裴旻略作沉吟道:“我很欣赏你的才华,能得你这样优秀的将军效力,于我而言也是一种荣幸。只是我想知道,为何这般突然?你在北庭过的不顺心?”

高仙芝沉默了半晌道:“并非不顺心,只是有些不如意。”

他有些难以启齿,不知如何开口。

裴旻笑道:“无妨,这里只有你我二人,没有什么不好说的。”顿了顿,见高仙芝还是有些为难,猜测道:“是因为盖节度使?”
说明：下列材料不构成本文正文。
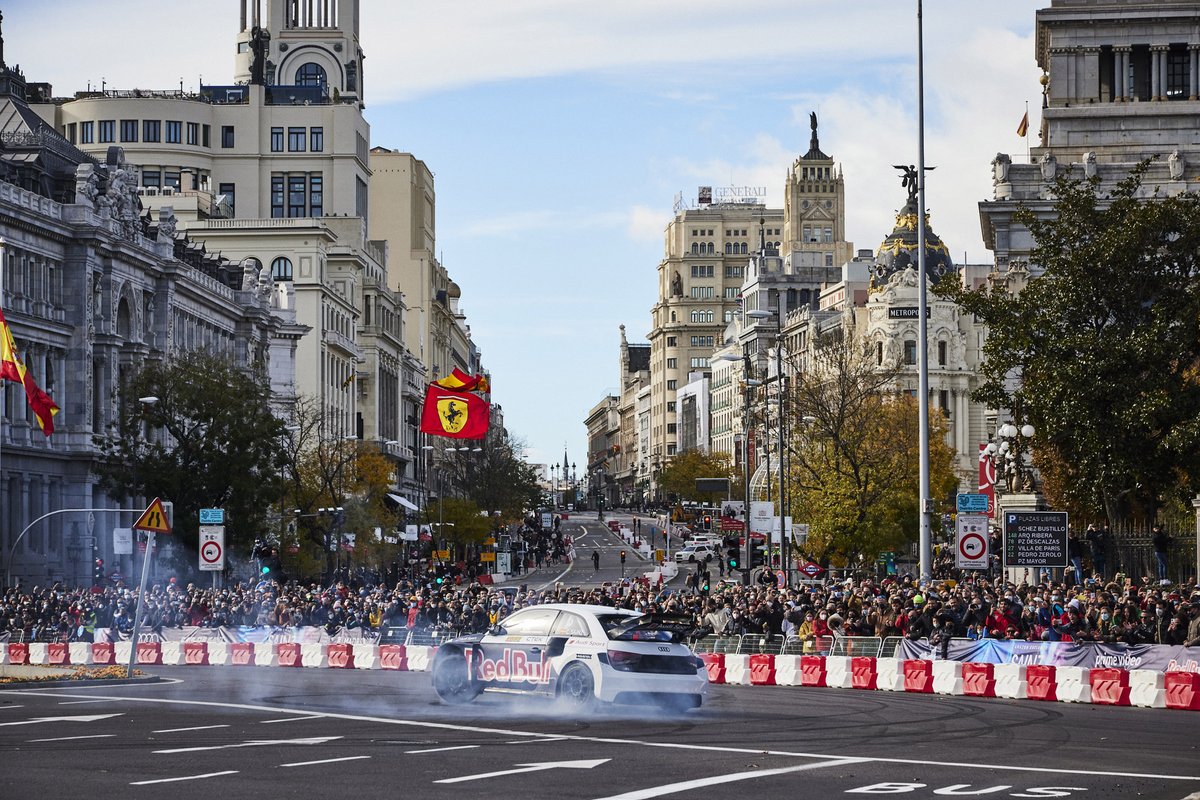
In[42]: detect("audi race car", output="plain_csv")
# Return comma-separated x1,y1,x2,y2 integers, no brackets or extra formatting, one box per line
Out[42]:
433,603,708,710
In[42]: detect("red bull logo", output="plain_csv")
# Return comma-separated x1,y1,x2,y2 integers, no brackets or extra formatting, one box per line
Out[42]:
467,648,550,684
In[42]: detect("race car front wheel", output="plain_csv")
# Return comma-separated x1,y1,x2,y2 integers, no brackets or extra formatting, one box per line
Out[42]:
433,650,482,705
558,663,596,709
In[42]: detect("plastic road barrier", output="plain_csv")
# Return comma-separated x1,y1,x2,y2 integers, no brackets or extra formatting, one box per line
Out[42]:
850,656,876,690
1091,668,1129,705
904,658,934,694
1025,664,1058,700
962,661,996,697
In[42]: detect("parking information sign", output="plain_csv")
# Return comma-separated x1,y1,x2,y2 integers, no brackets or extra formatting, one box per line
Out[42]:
1004,511,1068,566
954,513,988,570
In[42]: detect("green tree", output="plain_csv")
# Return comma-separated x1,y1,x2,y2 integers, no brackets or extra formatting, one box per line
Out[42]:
938,163,1200,519
787,331,958,565
659,450,732,505
95,353,287,566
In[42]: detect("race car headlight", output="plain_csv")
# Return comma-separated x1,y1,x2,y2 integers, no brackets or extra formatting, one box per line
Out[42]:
601,650,642,672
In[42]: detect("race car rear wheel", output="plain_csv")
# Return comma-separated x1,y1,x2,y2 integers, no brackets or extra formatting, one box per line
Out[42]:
433,650,482,705
558,663,596,710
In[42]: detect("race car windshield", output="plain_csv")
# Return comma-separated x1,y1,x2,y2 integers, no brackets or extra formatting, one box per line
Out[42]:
596,614,696,642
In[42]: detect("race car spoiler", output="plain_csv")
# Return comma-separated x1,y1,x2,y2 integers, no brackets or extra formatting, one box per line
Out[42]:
608,614,696,643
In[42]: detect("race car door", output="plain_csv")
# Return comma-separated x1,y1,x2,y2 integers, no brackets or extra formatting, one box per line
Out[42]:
475,606,558,692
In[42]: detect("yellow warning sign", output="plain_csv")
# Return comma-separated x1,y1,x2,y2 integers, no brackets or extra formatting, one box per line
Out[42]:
133,498,170,534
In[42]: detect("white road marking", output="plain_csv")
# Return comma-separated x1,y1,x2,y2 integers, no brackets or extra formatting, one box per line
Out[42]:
404,745,479,756
130,770,238,786
14,686,1200,781
434,758,612,783
150,736,341,753
600,758,868,800
280,756,371,766
0,714,124,727
150,724,229,733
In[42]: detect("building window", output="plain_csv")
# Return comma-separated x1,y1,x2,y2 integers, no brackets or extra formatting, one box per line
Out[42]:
288,128,306,152
271,175,283,218
288,174,307,217
308,173,325,217
271,255,292,281
217,184,236,217
296,61,329,86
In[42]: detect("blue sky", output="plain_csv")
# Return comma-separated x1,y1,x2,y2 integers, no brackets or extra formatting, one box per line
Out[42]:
2,0,1049,471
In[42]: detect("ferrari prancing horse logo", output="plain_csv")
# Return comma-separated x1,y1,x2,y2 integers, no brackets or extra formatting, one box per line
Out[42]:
438,397,467,433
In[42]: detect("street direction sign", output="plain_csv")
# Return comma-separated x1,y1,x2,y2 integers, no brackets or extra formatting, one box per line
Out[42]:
954,513,988,570
1004,511,1068,566
133,498,170,534
955,492,988,513
200,525,224,572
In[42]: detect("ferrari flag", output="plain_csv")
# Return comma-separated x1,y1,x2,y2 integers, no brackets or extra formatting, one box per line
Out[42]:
433,367,491,392
0,311,59,435
421,384,492,439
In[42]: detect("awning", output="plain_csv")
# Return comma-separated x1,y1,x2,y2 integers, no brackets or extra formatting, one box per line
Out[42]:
388,492,420,511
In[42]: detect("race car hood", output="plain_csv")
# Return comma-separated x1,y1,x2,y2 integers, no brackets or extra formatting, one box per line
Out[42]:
608,614,696,644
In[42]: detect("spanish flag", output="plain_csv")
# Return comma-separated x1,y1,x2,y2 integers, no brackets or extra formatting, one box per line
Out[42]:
0,311,59,435
433,367,491,392
421,384,492,439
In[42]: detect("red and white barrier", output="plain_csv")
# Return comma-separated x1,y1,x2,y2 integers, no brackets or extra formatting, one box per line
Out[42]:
994,664,1028,700
1055,667,1092,703
162,642,184,667
67,642,91,664
29,642,47,666
1090,668,1130,705
254,642,278,667
824,656,854,688
775,656,803,686
875,657,904,692
962,661,996,697
725,652,750,686
354,643,379,669
934,661,962,694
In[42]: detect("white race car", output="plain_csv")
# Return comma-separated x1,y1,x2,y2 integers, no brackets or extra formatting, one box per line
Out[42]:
433,603,708,710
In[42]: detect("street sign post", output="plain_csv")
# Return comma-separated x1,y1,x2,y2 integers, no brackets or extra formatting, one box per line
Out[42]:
954,513,988,570
1004,511,1069,567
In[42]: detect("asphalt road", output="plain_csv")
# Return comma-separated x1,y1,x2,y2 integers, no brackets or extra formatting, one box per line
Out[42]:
0,667,1200,800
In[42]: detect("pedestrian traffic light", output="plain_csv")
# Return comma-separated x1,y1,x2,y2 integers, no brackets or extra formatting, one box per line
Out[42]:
750,539,767,570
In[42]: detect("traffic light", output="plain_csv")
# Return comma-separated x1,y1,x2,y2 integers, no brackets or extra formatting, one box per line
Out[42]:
750,539,767,570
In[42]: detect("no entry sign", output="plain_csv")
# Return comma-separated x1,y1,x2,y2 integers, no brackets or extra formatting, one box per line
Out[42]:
954,513,988,570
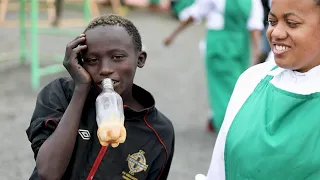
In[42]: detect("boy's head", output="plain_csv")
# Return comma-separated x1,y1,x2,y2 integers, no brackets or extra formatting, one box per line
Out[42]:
82,15,147,98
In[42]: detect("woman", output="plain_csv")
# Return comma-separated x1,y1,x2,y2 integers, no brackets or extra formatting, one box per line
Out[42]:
165,0,263,131
195,0,320,180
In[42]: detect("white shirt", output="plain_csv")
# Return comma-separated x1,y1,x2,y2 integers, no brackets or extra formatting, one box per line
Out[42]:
179,0,264,30
198,61,320,180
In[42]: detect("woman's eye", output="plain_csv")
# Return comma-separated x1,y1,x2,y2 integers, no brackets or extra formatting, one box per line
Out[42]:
287,22,299,28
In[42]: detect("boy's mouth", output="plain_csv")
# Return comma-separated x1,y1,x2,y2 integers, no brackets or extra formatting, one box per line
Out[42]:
112,79,120,87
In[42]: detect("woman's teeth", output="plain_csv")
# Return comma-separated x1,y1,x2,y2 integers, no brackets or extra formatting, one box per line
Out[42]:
275,45,289,51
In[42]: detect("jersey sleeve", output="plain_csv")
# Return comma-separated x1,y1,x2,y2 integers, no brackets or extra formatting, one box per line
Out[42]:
159,134,175,180
26,79,68,159
179,0,213,23
248,0,264,30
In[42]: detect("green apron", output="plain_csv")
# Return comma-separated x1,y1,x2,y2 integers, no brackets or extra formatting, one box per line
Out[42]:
225,68,320,180
205,0,251,131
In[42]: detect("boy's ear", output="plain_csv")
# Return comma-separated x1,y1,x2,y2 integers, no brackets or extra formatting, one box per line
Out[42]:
137,51,147,68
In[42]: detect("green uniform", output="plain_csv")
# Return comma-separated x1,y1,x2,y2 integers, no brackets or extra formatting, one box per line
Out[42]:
205,0,251,130
196,62,320,180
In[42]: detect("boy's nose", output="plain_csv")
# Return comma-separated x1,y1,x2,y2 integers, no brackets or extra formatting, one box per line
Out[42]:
100,61,114,76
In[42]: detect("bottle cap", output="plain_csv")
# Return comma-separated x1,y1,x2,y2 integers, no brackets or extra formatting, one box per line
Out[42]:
101,78,113,89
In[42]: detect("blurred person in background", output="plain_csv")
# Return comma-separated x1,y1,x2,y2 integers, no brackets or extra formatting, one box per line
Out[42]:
164,0,263,131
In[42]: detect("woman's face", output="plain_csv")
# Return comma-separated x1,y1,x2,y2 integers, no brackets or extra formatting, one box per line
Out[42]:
267,0,320,72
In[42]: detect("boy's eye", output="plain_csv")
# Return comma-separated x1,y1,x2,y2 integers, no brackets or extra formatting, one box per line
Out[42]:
84,58,98,64
111,55,124,60
268,19,277,26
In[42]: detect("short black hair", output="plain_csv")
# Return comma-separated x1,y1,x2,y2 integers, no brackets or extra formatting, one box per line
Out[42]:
84,14,142,51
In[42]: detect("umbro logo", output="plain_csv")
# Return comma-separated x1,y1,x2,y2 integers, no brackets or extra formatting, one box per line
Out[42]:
78,129,91,140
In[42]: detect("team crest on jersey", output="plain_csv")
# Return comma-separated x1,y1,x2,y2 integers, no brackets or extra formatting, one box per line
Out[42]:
127,150,148,175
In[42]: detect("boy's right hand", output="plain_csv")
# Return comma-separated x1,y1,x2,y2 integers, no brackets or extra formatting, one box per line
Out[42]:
63,34,91,89
163,36,174,46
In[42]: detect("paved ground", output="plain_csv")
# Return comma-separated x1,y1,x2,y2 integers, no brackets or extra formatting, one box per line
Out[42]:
0,7,215,180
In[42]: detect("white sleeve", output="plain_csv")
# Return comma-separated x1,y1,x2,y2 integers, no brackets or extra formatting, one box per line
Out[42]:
179,0,213,23
248,0,264,30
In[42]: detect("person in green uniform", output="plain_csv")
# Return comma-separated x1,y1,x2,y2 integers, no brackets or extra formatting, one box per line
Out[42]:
196,0,320,180
164,0,263,131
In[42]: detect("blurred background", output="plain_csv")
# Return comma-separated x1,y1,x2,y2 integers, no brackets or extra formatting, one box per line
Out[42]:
0,0,270,180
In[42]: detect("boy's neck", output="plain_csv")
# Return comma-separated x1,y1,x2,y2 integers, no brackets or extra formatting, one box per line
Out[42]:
122,91,144,111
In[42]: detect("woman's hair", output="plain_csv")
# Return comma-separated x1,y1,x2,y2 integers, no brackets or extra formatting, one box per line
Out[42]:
84,15,142,51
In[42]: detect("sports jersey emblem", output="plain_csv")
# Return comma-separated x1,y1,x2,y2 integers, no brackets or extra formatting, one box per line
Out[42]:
78,129,91,140
127,150,148,175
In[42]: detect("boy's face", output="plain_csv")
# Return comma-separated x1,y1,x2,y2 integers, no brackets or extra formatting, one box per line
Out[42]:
83,26,146,98
267,0,320,72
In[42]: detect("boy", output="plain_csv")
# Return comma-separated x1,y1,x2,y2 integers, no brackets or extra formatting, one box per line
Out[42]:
27,15,174,180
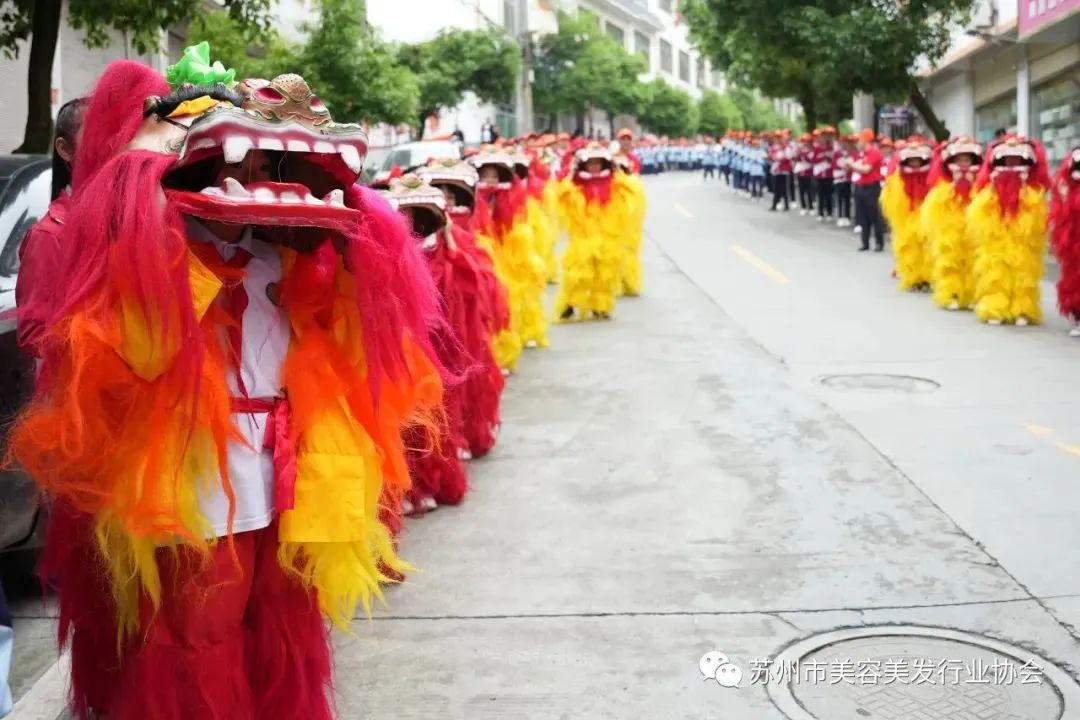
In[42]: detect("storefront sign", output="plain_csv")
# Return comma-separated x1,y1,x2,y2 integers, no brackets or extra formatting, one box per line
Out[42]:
1017,0,1080,38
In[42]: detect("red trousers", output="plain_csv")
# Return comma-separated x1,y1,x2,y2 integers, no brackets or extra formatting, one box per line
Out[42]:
48,518,334,720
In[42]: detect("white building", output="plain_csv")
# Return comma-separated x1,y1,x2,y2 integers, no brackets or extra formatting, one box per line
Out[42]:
367,0,573,147
0,0,171,153
919,0,1080,168
577,0,726,98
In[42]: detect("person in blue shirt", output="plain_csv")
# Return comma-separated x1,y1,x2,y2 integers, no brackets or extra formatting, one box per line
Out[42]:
701,137,718,180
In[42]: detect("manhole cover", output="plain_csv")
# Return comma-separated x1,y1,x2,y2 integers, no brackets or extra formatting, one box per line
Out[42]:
819,372,941,393
768,625,1080,720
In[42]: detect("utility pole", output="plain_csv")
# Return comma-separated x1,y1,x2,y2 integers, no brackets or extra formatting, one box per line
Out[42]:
514,0,534,135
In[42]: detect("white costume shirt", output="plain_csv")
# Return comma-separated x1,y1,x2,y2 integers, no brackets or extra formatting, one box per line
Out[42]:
187,219,289,538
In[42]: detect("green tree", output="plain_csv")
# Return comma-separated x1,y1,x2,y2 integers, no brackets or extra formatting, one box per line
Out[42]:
684,0,974,138
0,0,270,152
406,30,522,133
698,90,743,136
295,0,420,124
188,11,299,79
638,78,699,137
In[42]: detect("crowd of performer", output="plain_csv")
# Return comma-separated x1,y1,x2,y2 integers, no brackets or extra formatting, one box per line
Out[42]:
0,43,645,720
638,126,1080,337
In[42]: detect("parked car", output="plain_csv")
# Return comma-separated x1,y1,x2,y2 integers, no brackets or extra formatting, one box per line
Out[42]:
360,148,393,185
372,140,462,184
0,155,52,553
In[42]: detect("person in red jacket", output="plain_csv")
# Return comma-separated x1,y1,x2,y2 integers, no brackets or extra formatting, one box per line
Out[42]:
795,133,814,216
1050,146,1080,338
769,133,794,213
813,126,837,222
833,135,855,228
851,130,885,253
15,97,86,356
615,127,642,175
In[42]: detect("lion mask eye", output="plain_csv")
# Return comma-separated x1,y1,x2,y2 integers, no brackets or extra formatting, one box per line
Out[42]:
254,86,285,105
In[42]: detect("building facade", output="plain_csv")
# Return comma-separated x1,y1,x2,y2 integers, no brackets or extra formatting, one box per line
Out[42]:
920,0,1080,165
0,0,168,153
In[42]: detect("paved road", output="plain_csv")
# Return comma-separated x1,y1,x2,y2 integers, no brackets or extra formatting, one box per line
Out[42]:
8,174,1080,720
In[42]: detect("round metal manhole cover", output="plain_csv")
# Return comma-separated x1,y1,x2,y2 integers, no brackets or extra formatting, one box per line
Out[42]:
768,625,1080,720
819,372,941,393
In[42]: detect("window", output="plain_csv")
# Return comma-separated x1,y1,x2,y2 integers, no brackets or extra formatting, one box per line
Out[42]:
1031,74,1080,167
634,31,652,64
975,93,1016,142
605,23,626,47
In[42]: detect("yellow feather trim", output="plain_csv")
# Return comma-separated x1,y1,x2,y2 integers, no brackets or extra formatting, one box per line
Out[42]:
968,186,1047,323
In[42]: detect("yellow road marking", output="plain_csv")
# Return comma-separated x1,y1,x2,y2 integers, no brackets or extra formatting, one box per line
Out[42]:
675,203,693,219
731,245,792,285
1054,443,1080,457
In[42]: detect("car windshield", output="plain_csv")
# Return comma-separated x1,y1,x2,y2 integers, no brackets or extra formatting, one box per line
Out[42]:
382,142,461,172
382,150,413,171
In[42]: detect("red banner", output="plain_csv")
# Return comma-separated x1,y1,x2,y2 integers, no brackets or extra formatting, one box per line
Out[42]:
1017,0,1080,38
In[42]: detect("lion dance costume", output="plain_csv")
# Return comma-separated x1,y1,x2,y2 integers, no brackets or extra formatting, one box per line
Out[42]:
11,47,442,720
555,144,630,320
881,137,933,290
469,150,548,370
922,137,983,310
525,149,558,283
1050,147,1080,337
381,174,474,515
968,135,1050,325
417,160,510,458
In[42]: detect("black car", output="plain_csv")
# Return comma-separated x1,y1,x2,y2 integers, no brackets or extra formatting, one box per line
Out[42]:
0,155,52,553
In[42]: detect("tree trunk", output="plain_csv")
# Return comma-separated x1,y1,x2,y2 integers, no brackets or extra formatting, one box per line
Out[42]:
907,82,948,141
14,0,63,153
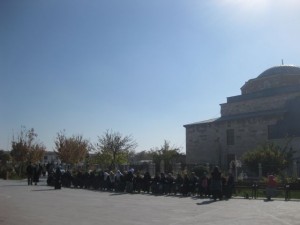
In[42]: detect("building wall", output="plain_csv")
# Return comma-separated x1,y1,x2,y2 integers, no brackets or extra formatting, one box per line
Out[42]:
184,66,300,166
186,116,278,165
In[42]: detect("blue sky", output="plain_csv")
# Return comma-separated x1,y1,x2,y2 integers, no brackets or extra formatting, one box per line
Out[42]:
0,0,300,152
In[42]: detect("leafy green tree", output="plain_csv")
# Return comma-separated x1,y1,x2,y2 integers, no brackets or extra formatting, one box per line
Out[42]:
96,130,137,169
10,127,46,176
242,142,294,175
54,132,91,165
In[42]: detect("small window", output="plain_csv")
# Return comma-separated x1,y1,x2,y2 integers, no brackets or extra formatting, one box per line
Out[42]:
227,129,234,145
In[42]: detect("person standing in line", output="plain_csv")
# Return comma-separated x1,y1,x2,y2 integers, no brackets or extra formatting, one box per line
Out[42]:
210,166,223,201
26,162,33,185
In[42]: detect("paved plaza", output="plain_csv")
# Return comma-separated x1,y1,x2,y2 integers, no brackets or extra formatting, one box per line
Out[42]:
0,180,300,225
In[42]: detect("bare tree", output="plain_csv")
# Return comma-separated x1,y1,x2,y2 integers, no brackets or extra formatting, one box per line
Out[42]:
97,130,137,168
55,132,90,164
11,127,46,176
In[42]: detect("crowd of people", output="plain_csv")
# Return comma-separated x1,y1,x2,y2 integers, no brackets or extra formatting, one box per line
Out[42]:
47,164,234,200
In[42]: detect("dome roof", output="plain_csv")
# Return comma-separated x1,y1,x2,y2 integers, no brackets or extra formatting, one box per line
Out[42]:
258,65,300,78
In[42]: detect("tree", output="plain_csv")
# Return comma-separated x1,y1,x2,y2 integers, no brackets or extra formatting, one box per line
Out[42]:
54,132,91,165
96,130,137,169
11,127,46,176
150,140,182,171
242,142,294,175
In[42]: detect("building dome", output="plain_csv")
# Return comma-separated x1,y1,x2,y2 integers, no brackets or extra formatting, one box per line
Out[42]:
258,65,300,78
高仙芝点了点头,道:“国公明见!确实是因为盖节度使。并非是在下这个做下属的对上司不满,只是很遗憾,而今的节度使早非当年。当年节度使还不是节度使的时候豪情仗义,勇往无惧,每战必前,功勋彪炳,令人由衷钦佩。可自他身居高位之后,却有些知足享乐,无进取之心,豪情不在。突骑施入侵之际,末将多次提议或是南下支援为安西分担压力,或是直接出兵突骑施,迫使他们分兵。可节度使却说他的要务是守卫北庭,不便轻易动兵。实在令人有些失望……”

裴旻看着低着脑袋的高仙芝,目光如炬,心底暗叹:高仙芝,果然是高仙芝,有着非凡的干略之余,也有超凡的雄心壮志。

只是这种雄心壮志既是动力,也是无形的危害。

裴旻对于名将的事迹非常清楚,高仙芝纵横边疆为大唐立下了赫赫功绩,确实值得称道。

然而随着地位越高,雄心壮志无法压制,就成了负面的情绪。

石国地处丝绸之路,农业发达,居民善于经商,可谓富甲西方。

高仙芝垂涎于石国的财富,想要掠为己有。天宝九年,高仙芝诬告石国王“无蕃臣礼”,领兵前去讨伐。

其实石国对大唐极为恭敬的,一直将唐朝视为宗主国,朝贡不断。

高仙芝却因身为西域的王中王,为了一己私利,强行攻打石国,纵兵杀掠,甚至连老弱病残都不肯放过,引起当地民众的反抗。

高仙芝更是大势镇压,令得先辈在西域的努力,化为虚无,使唐朝在西域的威望大大下降。

高仙芝却有大功,但亦有大过。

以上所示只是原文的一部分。